Exaltado, o brasileiro então começou a atacar as esquerdas, a seguir ele foi interpelado por um participante do evento e respondeu a esta pessoa: "Bom senso tenha você”, vociferou Alvim.

E o secretário de Cultura continuou sua fala tentando defender o governo Bolsonaro, afirmando que o governo, depois de duas décadas de destruição da Cultura, e também da Educação, está empenhado em seu trabalho. Ele também atacou o “politicamente correto” em sua fala, que foi encerrada sem receber aplausos. Após Alvim, quem falou foi Nélida Piñon.

Repeteco

Esse foi o segundo evento em que Alvim chamou a atenção internacional por sua maneira de se expressar, em evento ocorrido na terça-feira na Unesco, em Paris, o brasileiro atacou a arte brasileiro dos últimos 20 anos. O recém conduzido ao cargo de secretário de Cultura, alegou que a cultura teria se transformado em um projeto de perpetuação do poder, engendrado pela esquerda.

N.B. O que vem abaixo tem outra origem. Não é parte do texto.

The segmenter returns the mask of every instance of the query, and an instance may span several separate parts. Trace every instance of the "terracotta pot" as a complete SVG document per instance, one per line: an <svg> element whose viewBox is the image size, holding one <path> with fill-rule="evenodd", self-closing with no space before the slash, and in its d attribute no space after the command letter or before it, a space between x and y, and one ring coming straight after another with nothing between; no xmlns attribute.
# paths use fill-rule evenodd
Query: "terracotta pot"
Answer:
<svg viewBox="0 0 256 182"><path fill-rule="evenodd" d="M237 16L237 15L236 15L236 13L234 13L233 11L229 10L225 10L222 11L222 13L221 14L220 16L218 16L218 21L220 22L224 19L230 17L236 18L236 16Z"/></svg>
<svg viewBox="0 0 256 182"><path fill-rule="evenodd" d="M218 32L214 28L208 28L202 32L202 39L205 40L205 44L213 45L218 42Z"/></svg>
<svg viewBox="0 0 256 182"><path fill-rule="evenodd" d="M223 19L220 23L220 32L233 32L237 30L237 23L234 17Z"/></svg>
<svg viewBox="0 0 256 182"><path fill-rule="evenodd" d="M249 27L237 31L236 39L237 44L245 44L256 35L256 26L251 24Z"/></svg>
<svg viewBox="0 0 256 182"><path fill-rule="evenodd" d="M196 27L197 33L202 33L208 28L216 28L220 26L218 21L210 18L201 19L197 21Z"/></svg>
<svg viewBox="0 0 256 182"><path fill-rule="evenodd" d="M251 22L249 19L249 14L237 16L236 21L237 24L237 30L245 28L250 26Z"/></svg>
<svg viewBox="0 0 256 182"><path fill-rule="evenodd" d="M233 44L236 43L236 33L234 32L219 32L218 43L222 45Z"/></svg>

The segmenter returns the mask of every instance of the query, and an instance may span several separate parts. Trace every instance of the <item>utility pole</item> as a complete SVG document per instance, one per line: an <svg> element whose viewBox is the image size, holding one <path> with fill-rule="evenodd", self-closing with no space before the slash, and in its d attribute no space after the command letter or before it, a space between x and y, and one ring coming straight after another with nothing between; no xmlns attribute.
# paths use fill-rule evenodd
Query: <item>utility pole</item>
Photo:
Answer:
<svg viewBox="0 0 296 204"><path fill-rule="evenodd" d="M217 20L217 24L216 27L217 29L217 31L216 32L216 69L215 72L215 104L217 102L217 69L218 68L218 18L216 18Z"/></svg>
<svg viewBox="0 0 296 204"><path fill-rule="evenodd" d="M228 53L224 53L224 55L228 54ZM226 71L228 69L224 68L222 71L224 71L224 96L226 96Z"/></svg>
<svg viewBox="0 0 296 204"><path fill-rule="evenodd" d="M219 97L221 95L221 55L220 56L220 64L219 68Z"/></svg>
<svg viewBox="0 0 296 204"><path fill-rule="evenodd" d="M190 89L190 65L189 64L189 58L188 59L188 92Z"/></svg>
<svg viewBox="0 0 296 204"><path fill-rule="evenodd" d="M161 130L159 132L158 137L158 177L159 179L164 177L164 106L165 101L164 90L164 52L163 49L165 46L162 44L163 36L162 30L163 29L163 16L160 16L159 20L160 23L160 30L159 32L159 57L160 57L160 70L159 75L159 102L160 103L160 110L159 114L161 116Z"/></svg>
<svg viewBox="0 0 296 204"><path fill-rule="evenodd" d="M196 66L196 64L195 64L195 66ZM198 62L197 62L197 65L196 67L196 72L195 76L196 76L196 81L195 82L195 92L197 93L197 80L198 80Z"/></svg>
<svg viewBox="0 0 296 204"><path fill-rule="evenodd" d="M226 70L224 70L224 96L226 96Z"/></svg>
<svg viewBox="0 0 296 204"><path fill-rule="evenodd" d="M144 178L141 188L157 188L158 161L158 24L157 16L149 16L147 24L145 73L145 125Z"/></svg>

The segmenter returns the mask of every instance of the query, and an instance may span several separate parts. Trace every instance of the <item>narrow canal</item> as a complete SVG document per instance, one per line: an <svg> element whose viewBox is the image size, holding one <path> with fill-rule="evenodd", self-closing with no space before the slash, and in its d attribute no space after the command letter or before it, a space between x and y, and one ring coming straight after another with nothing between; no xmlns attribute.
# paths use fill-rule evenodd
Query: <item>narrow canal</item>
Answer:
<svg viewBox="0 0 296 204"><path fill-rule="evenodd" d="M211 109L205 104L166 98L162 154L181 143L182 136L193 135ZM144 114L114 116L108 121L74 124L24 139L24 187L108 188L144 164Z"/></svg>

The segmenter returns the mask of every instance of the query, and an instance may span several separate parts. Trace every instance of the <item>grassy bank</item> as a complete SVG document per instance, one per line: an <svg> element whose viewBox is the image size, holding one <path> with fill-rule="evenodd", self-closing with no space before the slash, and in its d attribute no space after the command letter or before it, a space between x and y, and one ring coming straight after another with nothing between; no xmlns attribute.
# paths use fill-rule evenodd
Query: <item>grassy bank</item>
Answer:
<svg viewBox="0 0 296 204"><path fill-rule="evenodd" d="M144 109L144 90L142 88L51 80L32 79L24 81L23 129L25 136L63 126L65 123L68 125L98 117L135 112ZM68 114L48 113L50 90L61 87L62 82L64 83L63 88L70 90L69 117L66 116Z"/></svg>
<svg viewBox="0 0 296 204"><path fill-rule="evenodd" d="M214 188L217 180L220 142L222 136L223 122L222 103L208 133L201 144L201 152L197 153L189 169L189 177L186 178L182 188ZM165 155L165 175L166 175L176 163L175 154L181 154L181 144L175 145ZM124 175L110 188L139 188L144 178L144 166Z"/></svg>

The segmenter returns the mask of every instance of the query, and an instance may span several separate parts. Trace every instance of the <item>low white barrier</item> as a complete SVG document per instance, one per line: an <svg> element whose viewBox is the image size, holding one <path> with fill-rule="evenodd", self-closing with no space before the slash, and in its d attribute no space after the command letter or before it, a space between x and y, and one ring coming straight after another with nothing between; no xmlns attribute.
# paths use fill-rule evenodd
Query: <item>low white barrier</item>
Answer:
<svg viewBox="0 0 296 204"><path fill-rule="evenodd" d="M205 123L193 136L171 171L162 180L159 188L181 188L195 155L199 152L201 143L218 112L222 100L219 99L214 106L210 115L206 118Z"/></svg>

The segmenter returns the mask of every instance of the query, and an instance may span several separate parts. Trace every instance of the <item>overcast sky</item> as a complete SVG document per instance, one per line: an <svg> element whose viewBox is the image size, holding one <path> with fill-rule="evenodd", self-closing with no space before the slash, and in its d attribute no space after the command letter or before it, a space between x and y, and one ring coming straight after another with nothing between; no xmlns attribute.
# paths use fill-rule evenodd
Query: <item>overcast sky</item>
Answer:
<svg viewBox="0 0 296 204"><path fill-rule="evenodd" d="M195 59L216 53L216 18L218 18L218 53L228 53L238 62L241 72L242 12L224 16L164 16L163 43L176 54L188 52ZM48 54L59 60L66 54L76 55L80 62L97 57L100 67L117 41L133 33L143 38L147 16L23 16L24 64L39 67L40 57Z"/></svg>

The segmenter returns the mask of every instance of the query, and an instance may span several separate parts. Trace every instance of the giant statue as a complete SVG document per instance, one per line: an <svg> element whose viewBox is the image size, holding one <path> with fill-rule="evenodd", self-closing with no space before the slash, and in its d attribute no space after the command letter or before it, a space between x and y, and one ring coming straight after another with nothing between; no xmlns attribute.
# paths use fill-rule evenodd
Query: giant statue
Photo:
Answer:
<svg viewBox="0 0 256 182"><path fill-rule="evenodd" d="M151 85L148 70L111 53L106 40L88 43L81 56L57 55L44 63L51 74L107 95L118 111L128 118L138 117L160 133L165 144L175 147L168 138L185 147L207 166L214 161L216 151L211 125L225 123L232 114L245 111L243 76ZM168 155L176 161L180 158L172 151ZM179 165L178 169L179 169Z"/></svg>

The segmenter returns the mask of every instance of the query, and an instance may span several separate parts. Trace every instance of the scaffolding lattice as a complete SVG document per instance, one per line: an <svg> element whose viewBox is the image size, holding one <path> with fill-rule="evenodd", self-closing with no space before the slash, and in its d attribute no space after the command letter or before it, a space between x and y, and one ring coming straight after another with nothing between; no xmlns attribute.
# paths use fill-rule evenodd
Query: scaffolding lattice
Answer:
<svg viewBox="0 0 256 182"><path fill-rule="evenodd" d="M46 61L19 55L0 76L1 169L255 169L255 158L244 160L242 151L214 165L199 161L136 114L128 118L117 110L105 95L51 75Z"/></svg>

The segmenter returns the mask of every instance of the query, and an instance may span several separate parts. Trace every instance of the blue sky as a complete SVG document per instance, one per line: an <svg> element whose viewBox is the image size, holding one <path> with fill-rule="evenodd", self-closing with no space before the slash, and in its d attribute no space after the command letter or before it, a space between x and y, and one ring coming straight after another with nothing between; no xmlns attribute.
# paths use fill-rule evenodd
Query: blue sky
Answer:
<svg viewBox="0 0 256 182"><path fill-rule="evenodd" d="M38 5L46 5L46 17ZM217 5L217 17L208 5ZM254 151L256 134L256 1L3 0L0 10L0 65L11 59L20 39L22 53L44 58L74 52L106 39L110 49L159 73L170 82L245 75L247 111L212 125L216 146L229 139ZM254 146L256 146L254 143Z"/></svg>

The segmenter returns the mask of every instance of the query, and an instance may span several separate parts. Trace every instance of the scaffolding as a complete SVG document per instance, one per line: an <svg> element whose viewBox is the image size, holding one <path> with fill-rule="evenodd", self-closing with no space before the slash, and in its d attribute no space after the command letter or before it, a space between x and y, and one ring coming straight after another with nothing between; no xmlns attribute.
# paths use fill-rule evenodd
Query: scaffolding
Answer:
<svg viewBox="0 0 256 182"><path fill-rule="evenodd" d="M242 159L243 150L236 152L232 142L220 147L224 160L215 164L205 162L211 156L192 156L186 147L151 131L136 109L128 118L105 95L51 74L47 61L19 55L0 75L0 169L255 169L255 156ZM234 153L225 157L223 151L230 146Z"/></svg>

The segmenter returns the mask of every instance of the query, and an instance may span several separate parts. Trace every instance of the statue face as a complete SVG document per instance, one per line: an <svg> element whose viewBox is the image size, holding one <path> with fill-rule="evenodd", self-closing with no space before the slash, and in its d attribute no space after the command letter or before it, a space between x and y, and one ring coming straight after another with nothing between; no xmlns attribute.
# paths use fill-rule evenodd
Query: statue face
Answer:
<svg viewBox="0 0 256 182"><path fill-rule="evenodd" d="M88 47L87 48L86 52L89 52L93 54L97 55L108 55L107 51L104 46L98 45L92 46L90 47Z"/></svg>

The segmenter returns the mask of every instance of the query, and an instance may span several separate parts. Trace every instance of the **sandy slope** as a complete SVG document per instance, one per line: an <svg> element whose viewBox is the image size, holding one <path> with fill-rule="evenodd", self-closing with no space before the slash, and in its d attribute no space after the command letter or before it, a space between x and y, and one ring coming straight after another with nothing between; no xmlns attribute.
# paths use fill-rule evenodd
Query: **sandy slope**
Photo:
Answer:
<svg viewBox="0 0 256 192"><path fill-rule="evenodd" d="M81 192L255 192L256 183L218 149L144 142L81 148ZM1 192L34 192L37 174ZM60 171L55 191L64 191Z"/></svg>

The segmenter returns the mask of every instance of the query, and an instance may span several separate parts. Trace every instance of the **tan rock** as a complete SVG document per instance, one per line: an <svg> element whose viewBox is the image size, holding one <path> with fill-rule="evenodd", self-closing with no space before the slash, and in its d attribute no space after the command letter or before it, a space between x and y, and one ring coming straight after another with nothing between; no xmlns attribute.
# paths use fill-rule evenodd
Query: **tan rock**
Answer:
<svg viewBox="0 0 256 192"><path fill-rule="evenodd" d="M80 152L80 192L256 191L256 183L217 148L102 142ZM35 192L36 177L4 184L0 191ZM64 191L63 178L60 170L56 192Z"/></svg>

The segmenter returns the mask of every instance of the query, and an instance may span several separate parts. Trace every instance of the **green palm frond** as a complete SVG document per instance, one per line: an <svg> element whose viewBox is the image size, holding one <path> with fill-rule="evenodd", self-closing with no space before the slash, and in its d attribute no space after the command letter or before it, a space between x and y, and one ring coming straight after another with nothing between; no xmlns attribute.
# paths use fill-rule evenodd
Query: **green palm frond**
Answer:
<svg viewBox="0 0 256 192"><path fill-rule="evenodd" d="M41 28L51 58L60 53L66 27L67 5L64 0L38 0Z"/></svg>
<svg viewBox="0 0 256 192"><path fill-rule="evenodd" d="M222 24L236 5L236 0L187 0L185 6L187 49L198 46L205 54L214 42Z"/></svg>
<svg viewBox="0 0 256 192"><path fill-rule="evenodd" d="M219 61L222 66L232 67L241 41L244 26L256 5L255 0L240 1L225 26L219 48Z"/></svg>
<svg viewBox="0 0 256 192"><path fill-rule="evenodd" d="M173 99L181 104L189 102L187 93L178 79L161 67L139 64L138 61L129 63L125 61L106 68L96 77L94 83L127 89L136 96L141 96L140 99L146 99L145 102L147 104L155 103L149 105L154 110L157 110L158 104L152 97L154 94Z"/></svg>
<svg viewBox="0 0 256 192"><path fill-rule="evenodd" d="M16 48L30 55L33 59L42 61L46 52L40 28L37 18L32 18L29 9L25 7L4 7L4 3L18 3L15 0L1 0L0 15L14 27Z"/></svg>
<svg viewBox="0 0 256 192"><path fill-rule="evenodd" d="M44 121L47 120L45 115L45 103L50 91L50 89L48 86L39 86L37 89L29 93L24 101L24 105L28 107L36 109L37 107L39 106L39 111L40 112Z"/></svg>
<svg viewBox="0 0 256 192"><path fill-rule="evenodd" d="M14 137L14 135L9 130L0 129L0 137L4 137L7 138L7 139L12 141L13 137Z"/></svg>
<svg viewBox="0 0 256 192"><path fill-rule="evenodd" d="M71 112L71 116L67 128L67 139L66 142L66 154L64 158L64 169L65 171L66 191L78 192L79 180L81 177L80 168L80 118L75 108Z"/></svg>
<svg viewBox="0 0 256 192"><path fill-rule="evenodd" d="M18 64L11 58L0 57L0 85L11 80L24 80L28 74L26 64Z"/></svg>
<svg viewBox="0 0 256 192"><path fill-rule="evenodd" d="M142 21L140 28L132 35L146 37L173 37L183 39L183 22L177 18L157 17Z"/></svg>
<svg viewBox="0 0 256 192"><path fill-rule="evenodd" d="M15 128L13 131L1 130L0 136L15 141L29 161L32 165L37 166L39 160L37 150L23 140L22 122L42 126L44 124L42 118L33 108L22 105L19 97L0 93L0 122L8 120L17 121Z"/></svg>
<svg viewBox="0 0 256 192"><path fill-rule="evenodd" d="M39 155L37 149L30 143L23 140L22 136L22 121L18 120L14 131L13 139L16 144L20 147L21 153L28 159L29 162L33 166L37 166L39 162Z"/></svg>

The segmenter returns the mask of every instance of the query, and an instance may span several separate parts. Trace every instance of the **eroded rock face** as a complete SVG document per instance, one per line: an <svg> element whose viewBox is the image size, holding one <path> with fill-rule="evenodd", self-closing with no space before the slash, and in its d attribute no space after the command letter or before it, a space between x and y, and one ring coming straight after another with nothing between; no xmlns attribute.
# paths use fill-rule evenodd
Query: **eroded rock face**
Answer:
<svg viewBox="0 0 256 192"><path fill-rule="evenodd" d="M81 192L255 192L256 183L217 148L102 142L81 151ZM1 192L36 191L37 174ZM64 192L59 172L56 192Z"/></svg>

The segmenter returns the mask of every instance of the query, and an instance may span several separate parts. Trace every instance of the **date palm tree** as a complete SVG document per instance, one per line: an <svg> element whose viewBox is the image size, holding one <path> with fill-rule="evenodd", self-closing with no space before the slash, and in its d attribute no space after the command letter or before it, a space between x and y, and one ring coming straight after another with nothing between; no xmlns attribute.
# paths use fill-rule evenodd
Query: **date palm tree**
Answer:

A fala de Alvim causou estranhamento em outros ministros que ali se encontravam, muitos deles trocaram sorrisos e se entreolhavam de maneira preocupante, incluindo entre os ministros que ficaram sem entender nada do que estava acontecendo, uma ministra da Costa Rica que estava ao lado do brasileiro.

Porém foi o ministro da Suíça, Alain Berset, que, de maneira discreta, reagiu à fala do secretário do Brasil. Ao terminar seu discurso sobre a política cultural de seu país, Berset afirmou que tomaria a liberdade de comentar a fala do brasileiro, ele aconselhou ao secretário de Cultura do Brasil para não ser tão duro com o próprio país e ressaltou que o Brasil é admirado por todos, Berset foi o presidente da Suíca em 2018.

Se entre autoridades de outros países Roberto Alvim está causando espanto por suas declarações polêmicas, o mesmo parece não estar acontecendo dentro do governo Bolsonaro, Alvim recebeu congratulações por seus discursos agressivos com teor religioso e ataques contra a esquerda, chegando até mesmo a receber telefonemas de autoridades o felicitando por seu tom belicoso.